Newton-Leibniz theorem

Let ${\displaystyle F(x)}$ be such function that the (continuous) function ${\displaystyle f(x)}$ is its derivative i.e ${\displaystyle f(x)=dF(x)/dx}$ or ${\displaystyle F(x)}$ is the primitive function of ${\displaystyle f}$ then the definite integral ${\displaystyle \underset{a}{\overset{b}{\int }}f(x)\mathrm{d}x}$ is the area under the curve drawn by (positive) ${\displaystyle f}$ and

${\displaystyle \underset{a}{\overset{b}{\int }}f(x)\mathrm{d}x=F(b)-F(a)}$.

We will limit ourselves to the positive function in the interval ${\displaystyle [a,b]}$.

Let us estimate the area under the graph of the function ${\displaystyle f}$ by dividing densely the interval ${\displaystyle [a,b]}$ into sub-intervals with the ending points ${\displaystyle x_i}$ and with the length ${\displaystyle dx}$ and such that ${\displaystyle x_0=a}$ and ${\displaystyle x_n=b}$. If the ${\displaystyle dx}$ is small then between the two consecutive nodes ${\displaystyle x_i}$ and ${\displaystyle x_{i+1}}$ , we can assume that ${\displaystyle f(x_i)}$ approximate ${\displaystyle f(x_{i+1})}$, and the function ${\displaystyle f}$ is approximately linear and therefore the area under it can be approximated by the rectangle area with the width ${\displaystyle dx}$ and height ${\displaystyle f(x_i)}$

${\displaystyle P_i=f(x_i)dx}$

Then the total area under the graph of the function will be estimated as

${\displaystyle P=\sum P_i}$

Let ${\displaystyle F}$ be the primitive function of the function ${\displaystyle f}$. Then we can also estimate its derivative as

${\displaystyle f(x_i)=[F(x_{i+1})-F(x_i)]/dx}$

Now in the formula for ${\displaystyle P}$ we can re-express each value of ${\displaystyle f(x_i)}$ by values of ${\displaystyle F(x_i)}$ and ${\displaystyle F(x_{i+1})}$ (the same ${\displaystyle dx}$ in nominator and denominator cancels out)

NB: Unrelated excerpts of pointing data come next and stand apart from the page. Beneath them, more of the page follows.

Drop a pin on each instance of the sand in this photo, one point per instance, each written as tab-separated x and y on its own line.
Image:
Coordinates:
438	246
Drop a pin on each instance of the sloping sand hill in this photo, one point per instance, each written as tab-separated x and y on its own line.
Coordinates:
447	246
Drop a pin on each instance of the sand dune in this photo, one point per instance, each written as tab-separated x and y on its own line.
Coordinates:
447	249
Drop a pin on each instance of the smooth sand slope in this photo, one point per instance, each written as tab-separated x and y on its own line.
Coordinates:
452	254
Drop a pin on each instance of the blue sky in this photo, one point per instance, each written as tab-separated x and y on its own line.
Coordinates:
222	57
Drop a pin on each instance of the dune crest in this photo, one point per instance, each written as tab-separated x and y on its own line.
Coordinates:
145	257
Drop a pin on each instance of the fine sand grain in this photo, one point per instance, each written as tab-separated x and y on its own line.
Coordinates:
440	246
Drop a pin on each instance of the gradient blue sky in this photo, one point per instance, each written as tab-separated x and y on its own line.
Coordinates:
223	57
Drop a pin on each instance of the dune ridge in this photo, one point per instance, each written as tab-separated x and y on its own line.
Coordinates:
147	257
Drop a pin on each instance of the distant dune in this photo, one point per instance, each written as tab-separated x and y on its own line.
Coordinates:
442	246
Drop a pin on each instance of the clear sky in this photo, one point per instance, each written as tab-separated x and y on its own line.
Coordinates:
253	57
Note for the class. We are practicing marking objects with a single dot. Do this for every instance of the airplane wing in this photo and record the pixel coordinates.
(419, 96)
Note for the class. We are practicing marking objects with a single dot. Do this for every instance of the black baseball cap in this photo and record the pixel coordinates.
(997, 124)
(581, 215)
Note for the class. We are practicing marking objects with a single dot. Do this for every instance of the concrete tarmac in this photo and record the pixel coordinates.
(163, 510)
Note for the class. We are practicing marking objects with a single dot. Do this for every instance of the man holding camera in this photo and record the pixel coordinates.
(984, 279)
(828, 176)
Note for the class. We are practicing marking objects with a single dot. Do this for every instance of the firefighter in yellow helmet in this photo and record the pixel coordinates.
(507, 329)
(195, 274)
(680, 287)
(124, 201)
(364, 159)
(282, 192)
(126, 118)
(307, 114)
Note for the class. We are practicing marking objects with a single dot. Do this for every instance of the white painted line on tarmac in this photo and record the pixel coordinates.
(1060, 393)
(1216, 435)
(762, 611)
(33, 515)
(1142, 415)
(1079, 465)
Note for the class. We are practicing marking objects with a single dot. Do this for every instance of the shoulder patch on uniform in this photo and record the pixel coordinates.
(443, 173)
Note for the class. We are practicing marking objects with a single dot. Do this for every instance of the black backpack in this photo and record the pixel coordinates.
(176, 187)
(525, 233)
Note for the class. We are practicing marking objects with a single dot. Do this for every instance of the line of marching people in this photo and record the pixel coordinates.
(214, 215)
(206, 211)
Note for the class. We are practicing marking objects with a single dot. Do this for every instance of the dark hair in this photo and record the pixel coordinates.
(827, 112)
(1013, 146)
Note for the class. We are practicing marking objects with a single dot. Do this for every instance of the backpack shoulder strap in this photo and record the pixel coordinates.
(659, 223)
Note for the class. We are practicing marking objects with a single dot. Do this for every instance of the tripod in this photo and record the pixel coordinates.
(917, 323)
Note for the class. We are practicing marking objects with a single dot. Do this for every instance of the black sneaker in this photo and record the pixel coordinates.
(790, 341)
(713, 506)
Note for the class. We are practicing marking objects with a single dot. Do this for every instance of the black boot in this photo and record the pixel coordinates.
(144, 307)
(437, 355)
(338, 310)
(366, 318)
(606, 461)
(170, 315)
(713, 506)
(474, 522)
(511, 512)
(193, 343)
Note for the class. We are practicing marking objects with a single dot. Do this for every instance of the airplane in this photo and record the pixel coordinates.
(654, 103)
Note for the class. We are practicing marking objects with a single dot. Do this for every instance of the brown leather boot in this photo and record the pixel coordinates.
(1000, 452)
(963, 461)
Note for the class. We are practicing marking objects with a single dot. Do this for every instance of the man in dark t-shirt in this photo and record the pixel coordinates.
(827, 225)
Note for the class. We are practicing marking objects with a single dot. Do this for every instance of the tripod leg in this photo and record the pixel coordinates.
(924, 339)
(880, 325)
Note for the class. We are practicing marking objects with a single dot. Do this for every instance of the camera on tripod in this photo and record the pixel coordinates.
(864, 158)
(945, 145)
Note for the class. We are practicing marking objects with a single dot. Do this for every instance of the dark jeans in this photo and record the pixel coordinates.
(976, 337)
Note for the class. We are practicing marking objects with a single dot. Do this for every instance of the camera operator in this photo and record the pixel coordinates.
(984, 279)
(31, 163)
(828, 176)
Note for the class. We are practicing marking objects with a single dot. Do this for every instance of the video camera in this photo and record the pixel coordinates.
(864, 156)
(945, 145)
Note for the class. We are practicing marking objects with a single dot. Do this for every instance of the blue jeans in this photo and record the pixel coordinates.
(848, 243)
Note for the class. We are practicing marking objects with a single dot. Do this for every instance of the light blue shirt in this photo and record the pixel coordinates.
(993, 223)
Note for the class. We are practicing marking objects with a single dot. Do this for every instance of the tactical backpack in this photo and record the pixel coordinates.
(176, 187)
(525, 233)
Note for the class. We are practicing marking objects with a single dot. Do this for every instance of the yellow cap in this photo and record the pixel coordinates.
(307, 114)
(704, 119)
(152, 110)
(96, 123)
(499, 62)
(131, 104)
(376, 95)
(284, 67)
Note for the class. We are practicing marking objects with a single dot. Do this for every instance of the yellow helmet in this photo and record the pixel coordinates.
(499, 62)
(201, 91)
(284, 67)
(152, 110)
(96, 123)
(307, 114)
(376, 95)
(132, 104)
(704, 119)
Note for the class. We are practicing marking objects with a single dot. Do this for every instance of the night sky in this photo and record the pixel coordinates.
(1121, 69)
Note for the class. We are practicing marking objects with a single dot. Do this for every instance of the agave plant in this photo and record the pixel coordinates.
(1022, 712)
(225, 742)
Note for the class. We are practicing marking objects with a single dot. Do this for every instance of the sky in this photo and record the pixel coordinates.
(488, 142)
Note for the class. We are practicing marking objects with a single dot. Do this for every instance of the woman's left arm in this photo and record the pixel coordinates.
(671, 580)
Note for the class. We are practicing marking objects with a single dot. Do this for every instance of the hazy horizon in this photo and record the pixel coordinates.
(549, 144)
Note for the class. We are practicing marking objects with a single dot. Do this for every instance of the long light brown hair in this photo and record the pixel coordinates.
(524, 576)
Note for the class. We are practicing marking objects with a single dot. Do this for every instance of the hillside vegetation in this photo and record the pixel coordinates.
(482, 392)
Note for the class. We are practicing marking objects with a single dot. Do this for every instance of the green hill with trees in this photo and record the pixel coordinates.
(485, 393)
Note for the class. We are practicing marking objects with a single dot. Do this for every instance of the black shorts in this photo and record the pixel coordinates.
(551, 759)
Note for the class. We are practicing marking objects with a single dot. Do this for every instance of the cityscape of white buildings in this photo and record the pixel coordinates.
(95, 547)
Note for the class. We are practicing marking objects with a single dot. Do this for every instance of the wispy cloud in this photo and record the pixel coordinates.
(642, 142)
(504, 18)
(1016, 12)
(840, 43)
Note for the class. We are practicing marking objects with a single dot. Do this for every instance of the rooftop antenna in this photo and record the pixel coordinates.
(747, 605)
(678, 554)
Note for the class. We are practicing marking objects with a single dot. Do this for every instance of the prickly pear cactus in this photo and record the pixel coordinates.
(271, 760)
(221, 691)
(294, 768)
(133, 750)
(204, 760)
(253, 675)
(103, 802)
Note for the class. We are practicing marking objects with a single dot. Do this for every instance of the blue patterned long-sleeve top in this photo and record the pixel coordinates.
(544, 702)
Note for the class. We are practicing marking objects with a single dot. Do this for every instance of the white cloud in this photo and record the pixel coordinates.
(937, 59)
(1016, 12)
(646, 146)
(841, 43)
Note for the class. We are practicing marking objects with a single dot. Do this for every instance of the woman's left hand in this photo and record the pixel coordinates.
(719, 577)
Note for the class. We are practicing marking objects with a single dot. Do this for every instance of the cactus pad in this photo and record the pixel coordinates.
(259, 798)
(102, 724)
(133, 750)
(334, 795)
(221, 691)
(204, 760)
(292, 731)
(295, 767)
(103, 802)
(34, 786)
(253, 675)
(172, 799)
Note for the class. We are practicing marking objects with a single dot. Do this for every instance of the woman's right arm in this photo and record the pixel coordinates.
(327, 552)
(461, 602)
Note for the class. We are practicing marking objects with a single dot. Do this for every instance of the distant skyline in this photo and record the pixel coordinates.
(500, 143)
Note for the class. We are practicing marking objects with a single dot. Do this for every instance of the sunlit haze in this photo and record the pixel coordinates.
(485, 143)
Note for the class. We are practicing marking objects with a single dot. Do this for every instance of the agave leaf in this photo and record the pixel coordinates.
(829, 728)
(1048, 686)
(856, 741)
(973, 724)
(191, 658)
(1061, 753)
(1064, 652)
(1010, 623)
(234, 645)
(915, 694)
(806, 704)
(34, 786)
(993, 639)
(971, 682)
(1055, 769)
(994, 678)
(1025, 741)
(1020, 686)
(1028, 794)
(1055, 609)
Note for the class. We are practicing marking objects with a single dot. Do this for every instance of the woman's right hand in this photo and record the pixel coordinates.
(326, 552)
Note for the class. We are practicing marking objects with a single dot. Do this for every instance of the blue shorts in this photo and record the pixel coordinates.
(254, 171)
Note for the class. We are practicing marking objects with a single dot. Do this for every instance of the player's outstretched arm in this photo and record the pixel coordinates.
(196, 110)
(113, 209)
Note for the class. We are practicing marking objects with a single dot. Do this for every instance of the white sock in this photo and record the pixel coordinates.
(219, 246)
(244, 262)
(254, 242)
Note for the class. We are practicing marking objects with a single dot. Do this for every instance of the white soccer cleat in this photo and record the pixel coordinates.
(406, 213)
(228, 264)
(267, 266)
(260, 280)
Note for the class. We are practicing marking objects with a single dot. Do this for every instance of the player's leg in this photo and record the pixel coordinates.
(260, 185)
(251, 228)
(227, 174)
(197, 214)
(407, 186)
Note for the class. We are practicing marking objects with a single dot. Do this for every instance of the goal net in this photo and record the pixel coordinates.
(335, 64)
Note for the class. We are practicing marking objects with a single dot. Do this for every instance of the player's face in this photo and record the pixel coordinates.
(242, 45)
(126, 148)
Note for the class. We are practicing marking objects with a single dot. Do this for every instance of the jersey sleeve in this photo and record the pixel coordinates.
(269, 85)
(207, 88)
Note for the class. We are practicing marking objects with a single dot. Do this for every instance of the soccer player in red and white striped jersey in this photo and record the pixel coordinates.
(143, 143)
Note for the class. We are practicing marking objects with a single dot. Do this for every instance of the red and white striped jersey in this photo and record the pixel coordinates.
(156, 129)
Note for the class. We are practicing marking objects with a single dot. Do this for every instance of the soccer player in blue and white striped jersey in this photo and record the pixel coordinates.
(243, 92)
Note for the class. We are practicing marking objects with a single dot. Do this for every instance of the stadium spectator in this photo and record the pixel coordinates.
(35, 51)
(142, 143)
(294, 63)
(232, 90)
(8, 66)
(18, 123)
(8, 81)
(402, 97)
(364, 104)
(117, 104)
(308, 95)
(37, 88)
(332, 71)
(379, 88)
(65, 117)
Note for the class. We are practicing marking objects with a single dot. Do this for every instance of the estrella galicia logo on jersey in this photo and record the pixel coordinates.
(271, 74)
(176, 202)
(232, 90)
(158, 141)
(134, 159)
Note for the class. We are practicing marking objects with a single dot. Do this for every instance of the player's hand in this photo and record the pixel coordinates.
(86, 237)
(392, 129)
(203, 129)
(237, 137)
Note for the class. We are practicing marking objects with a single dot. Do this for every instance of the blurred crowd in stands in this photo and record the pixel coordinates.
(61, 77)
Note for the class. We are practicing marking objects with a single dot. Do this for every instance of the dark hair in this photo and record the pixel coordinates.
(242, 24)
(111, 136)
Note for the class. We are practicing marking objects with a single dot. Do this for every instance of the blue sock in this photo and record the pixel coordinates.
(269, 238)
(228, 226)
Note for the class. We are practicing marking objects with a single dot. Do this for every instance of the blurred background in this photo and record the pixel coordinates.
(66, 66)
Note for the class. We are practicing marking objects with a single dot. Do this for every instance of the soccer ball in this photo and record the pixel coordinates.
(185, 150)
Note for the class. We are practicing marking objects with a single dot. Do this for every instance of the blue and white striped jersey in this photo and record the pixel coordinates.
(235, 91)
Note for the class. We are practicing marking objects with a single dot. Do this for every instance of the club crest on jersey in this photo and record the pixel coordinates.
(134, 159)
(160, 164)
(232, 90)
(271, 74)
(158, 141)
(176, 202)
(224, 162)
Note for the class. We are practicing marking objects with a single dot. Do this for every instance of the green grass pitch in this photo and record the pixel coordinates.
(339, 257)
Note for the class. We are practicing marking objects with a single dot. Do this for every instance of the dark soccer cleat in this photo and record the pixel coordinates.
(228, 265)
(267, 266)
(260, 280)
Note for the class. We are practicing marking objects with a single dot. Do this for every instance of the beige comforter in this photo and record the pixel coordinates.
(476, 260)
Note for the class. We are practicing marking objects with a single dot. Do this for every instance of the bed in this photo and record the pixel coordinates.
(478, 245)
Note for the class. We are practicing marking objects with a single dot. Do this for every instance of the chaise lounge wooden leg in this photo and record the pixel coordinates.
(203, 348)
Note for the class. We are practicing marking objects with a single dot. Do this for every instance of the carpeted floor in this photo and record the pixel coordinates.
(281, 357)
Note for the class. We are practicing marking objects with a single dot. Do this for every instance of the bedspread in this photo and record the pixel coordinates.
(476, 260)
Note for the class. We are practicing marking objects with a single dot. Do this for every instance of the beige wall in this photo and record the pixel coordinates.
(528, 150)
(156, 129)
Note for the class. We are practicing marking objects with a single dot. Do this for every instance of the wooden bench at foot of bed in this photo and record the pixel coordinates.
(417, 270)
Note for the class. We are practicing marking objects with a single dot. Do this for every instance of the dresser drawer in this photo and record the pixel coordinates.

${\displaystyle P=F(x_1)-F(x_0)+F(x_2)-F(x_1)+F(x_3)-F(x_2)+...+F(x_n)-F(x_{n-1})+\mathrm{\Theta }(dx)}$

Because the majority of the sum contributions show up it the sum twice but with the opposite sign and therefore cancels out we get the expression for the total area with the accuracy up the the small term in ${\displaystyle dx}$, ${\displaystyle \mathrm{\Theta }(dx)}$ which contains the endpoints terms, as

${\displaystyle P=F(x_n)-F(x_0)+\mathrm{\Theta }(dx)=F(b)-F(a)+\mathrm{\Theta }(dx)}$.

This proves the theorem. Note that the prove readily extends to the function ${\displaystyle f}$ that is nether continuous or positive everywhere when the above arguing is used piecewise in intervals between the sign change (when the function ${\displaystyle f}$ is negative the area between the x-axis and the function graph is than taken negative or with the negative sign) or between the discontinuity (the primitive function ${\displaystyle F}$ stays continuous but its curve may have sharp edges and ${\displaystyle f}$ may have a sudden jump in value).